A iniciativa foi apresentada por meio de uma carta aberta divulgada nesta quinta-feira (4), na qual o líder ucraniano sugeriu uma reunião presencial entre os dois chefes de Estado para discutir um caminho diplomático capaz de colocar fim ao conflito.
No documento, Zelensky defendeu um cessar-fogo completo durante as negociações e afirmou que a diplomacia deve começar a partir da realidade vivida no campo de batalha.
Segundo ele, os Estados Unidos teriam condições de monitorar uma eventual trégua ao longo das linhas de combate.
Carta foi enviada a outros países
De acordo com o governo ucraniano, a mensagem também foi encaminhada a parceiros internacionais, incluindo os Estados Unidos.
Na carta, Zelensky argumenta que a população russa estaria enfrentando os efeitos da guerra, citando ataques de drones, inflação e dificuldades econômicas.
O presidente ucraniano afirmou ainda que o cenário internacional mudou com a crescente atenção dos Estados Unidos voltada para o Oriente Médio e alertou que não seria adequado esperar que o conflito na Europa voltasse ao centro das prioridades globais.
Além de propor o encontro, Zelensky sugeriu que a reunião pudesse ocorrer em países tradicionalmente associados à mediação de conflitos, como Suíça, Turquia ou nações do mundo árabe.
“Não tenha medo de sair desta guerra”, diz Zelensky
Em um dos trechos mais contundentes da carta, Zelensky afirmou que a Ucrânia continuará lutando caso não haja disposição russa para encerrar o conflito.

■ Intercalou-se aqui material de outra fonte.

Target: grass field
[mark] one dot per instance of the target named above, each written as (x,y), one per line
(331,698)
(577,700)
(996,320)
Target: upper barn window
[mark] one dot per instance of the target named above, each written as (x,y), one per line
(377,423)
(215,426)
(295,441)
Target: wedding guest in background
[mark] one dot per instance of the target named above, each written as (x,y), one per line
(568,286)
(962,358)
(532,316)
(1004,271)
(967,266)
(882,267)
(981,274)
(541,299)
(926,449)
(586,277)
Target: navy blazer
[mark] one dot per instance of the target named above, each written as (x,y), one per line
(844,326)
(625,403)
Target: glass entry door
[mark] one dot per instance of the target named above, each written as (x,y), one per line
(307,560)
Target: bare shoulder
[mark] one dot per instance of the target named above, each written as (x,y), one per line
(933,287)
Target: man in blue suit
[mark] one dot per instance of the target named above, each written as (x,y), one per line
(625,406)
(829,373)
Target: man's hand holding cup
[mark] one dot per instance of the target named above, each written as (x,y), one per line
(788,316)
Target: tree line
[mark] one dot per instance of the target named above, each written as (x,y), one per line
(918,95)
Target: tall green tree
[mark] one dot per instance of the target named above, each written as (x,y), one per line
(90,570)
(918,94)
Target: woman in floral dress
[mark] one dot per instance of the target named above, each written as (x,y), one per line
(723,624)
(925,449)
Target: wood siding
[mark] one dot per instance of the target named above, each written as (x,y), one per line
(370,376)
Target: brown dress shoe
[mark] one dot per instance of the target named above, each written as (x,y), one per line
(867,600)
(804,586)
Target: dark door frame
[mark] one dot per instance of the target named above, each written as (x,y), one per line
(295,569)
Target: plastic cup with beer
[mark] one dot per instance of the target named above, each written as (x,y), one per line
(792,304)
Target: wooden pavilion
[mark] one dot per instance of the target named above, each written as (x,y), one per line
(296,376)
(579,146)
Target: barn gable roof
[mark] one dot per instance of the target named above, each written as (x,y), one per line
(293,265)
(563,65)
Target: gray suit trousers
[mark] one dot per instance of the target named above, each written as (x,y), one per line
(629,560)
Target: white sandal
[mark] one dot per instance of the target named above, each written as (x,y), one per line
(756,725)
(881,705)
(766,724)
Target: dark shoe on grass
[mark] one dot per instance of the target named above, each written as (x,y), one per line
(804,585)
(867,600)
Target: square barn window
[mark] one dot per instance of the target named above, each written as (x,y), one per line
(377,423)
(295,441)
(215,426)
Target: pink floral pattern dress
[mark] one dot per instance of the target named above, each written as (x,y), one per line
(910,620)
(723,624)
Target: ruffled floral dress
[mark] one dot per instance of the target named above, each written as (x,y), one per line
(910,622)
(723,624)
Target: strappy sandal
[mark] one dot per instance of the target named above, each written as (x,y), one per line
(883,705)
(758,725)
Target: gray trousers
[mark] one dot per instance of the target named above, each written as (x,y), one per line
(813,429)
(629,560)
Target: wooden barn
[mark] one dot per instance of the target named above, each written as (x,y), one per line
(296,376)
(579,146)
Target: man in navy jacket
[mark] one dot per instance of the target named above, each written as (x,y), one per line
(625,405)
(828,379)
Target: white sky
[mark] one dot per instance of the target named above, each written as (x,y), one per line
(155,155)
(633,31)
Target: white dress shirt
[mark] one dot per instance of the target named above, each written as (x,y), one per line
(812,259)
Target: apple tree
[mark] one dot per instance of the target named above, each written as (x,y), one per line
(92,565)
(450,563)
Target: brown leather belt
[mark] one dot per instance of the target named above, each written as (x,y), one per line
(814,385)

O líder ucraniano também sugeriu que a continuidade da guerra poderia gerar consequências internas para o próprio governo russo.
“Não tenha medo de tomar o caminho para sair desta guerra”, escreveu.

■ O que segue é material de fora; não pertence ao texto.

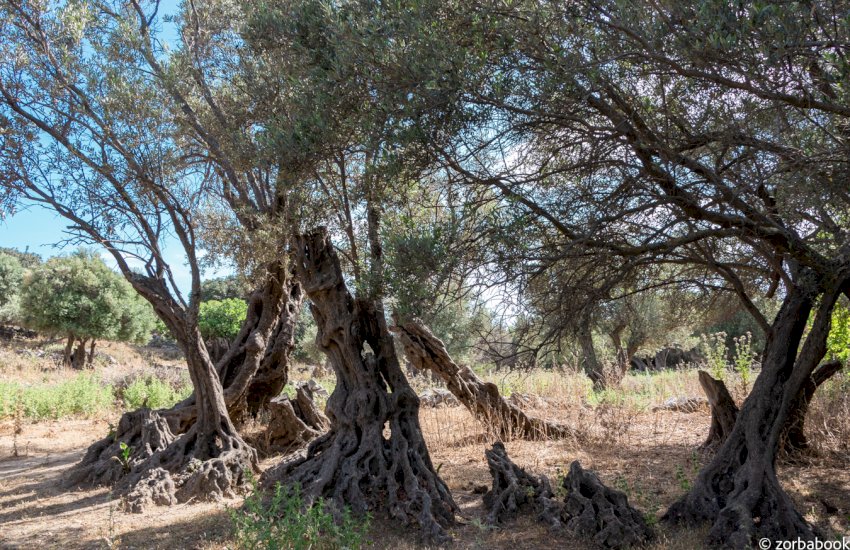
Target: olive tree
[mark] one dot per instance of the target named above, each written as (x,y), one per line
(80,297)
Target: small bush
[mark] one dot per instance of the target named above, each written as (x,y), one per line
(153,393)
(84,395)
(283,523)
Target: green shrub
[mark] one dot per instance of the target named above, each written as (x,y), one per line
(84,395)
(153,393)
(222,318)
(282,522)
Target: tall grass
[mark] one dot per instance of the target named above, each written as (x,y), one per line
(153,393)
(82,395)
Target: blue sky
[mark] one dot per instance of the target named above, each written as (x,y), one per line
(41,231)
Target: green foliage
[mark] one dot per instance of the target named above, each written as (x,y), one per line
(154,393)
(11,277)
(223,288)
(714,348)
(282,522)
(743,359)
(83,395)
(79,295)
(222,318)
(838,341)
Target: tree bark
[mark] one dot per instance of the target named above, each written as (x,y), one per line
(592,367)
(724,412)
(794,439)
(738,492)
(374,456)
(208,462)
(78,359)
(427,353)
(255,367)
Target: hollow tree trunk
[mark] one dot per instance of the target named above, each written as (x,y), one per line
(794,439)
(255,367)
(69,348)
(255,370)
(724,412)
(78,359)
(374,456)
(738,491)
(90,360)
(207,462)
(427,353)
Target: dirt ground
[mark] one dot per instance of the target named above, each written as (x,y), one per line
(649,455)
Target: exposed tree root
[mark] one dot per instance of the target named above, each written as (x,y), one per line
(208,466)
(427,353)
(514,488)
(724,412)
(374,456)
(144,432)
(591,509)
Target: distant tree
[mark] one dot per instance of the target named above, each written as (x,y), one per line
(11,276)
(26,258)
(79,296)
(222,318)
(223,288)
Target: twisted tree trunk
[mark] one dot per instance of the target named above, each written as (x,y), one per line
(738,491)
(427,353)
(374,456)
(724,412)
(254,371)
(208,462)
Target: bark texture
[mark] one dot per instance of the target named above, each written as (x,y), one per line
(738,492)
(724,412)
(207,462)
(294,422)
(373,457)
(427,353)
(603,514)
(794,439)
(514,488)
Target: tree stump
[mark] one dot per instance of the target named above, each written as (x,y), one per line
(514,488)
(794,439)
(294,422)
(593,510)
(428,354)
(724,412)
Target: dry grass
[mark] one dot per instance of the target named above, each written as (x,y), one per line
(649,455)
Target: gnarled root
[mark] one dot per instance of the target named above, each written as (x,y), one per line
(366,469)
(724,412)
(143,433)
(427,353)
(514,488)
(594,510)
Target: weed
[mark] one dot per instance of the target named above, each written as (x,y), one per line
(154,393)
(285,522)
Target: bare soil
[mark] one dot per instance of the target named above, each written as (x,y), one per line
(650,455)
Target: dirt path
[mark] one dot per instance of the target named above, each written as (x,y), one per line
(652,459)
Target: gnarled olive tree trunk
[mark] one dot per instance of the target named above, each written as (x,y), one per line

A mensagem foi interpretada por aliados de Kiev como uma tentativa de retomar as negociações em um momento de impasse militar e diplomático.
Nacionalistas russos criticam proposta
A reação dentro da Rússia foi imediata.
Blogueiros militares, comentaristas nacionalistas e aliados do Kremlin classificaram a carta como uma ação de propaganda voltada para influenciar a opinião pública russa.

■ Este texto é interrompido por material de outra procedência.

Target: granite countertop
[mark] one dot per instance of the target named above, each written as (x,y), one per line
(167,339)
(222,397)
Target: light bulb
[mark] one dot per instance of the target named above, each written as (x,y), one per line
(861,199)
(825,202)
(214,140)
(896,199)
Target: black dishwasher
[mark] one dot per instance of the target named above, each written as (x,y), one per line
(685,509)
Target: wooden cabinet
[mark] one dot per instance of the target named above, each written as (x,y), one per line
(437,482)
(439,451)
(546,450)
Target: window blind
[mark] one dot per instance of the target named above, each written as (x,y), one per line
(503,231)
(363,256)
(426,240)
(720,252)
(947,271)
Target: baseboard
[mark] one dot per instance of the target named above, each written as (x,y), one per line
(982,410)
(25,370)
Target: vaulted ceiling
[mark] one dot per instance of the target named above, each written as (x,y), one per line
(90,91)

Entre as críticas, os comentaristas afirmaram que o texto continha provocações, acusações e ameaças veladas, o que, segundo eles, tornaria difícil enxergar a proposta como uma iniciativa genuinamente diplomática.
Alguns analistas ligados ao governo russo afirmaram que o objetivo da mensagem seria estimular descontentamento interno na Rússia em relação à continuidade da guerra.
Outros argumentaram que, se Zelensky realmente desejasse abrir negociações, deveria ter utilizado canais diplomáticos reservados em vez de divulgar uma carta pública.
A resposta mais aguardada veio nesta sexta-feira (5), quando Vladimir Putin comentou publicamente a proposta durante o Fórum Econômico Internacional de São Petersburgo.
O presidente russo afirmou que não vê motivos para realizar uma reunião presencial com Zelensky neste momento.
Segundo Putin, a carta continha observações que ele considerou ofensivas e não demonstrava sinceridade suficiente para criar condições favoráveis a uma negociação direta.
“Não vejo sentido nisso por enquanto”, declarou o líder russo ao ser questionado sobre a possibilidade de um encontro.
A fala representa uma rejeição direta à proposta apresentada por Kiev e reforça a distância entre as posições defendidas pelos dois governos.
Apesar das tentativas de mediação promovidas por diferentes países ao longo dos últimos anos, Rússia e Ucrânia continuam mantendo posições consideradas incompatíveis em diversos pontos centrais das negociações.
Moscou insiste em exigências territoriais e em garantias de segurança que Kiev considera inaceitáveis. Já a Ucrânia rejeita abrir mão de territórios ocupados e afirma que qualquer acordo precisa respeitar sua soberania.
Enquanto isso, os combates continuam em diversas regiões da linha de frente.
As declarações de Zelensky e Putin mostram que, embora ambos os lados continuem falando sobre paz, ainda existe uma grande distância entre as condições apresentadas por cada governo para encerrar o maior conflito armado da Europa desde a Segunda Guerra Mundial.